A garçonete, com um uniforme mínimo, como a de qualquer lanchonete de estrada, veio mais uma vez perguntar se eu queria comer alguma coisa, ou mais alguma bebida, já que meu copo de Martíni estava no final. Respondi que não, e ela voltou para a cozinha com uma cara desapontada, já que não dei a menor atenção aos seus peitos pulando para fora do decote. Comecei a passar o dedo indicador na beirada do copo em círculos.
Eu não tinha nada pra fazer, estava a meia hora em uma lanchonete qualquer que mal me lembro aonde fica, exatamente. Não é com isso que estou preocupado.
Me preocupo que, na verdade, eu tenho pra onde ir, tenho o que fazer. É só pegar o carro. É rápido. O problema são as consequências psicológicas que essa atitude pode trazer. Pegar o carro. Também não estou preocupado em sofrer um acidente. Ao contrário do que podem pensar, eu só bebi meia dose de Martíni, o que, com certeza, não é o suficiente para que eu perca o controle do volante, apesar da chuva fraca que continua caindo lá fora.

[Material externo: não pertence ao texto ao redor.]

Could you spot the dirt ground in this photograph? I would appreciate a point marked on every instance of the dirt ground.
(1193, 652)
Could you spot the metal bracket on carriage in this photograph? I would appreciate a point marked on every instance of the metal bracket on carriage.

Eu podia simplesmente voltar, mesmo depois de um mês, uma semana, um ano. Sei que vou ser recebido de braços abertos, e sem perguntas do que andei fazendo esse tempo todo, enquanto estive fora sem dar notícias.
Mexi meus braços, ajeitando o casaco e olhando em volta, e vi a garçonete insistente cochichando para outra, e olhando indiscretamente na minha direção. Reparando nela, vi que é realmente bonita. Seu corpo, e seu rosto, também. Mas me vi procurando por características que conheço faz anos, e resolvi virar o rosto para o outro lado, fazendo uma careta. Pensar nela não me faz mal. O que me faz sentir mal é o meu egoísmo, que me faz ir lá sempre que me dá vontade, sempre que sinto falta disso. E, o pior de tudo, ir embora quando estou satisfeito, sem olhar pra trás. Na verdade, sem ter coragem de olhar pra trás, e vê-la chorando. Mais uma vez.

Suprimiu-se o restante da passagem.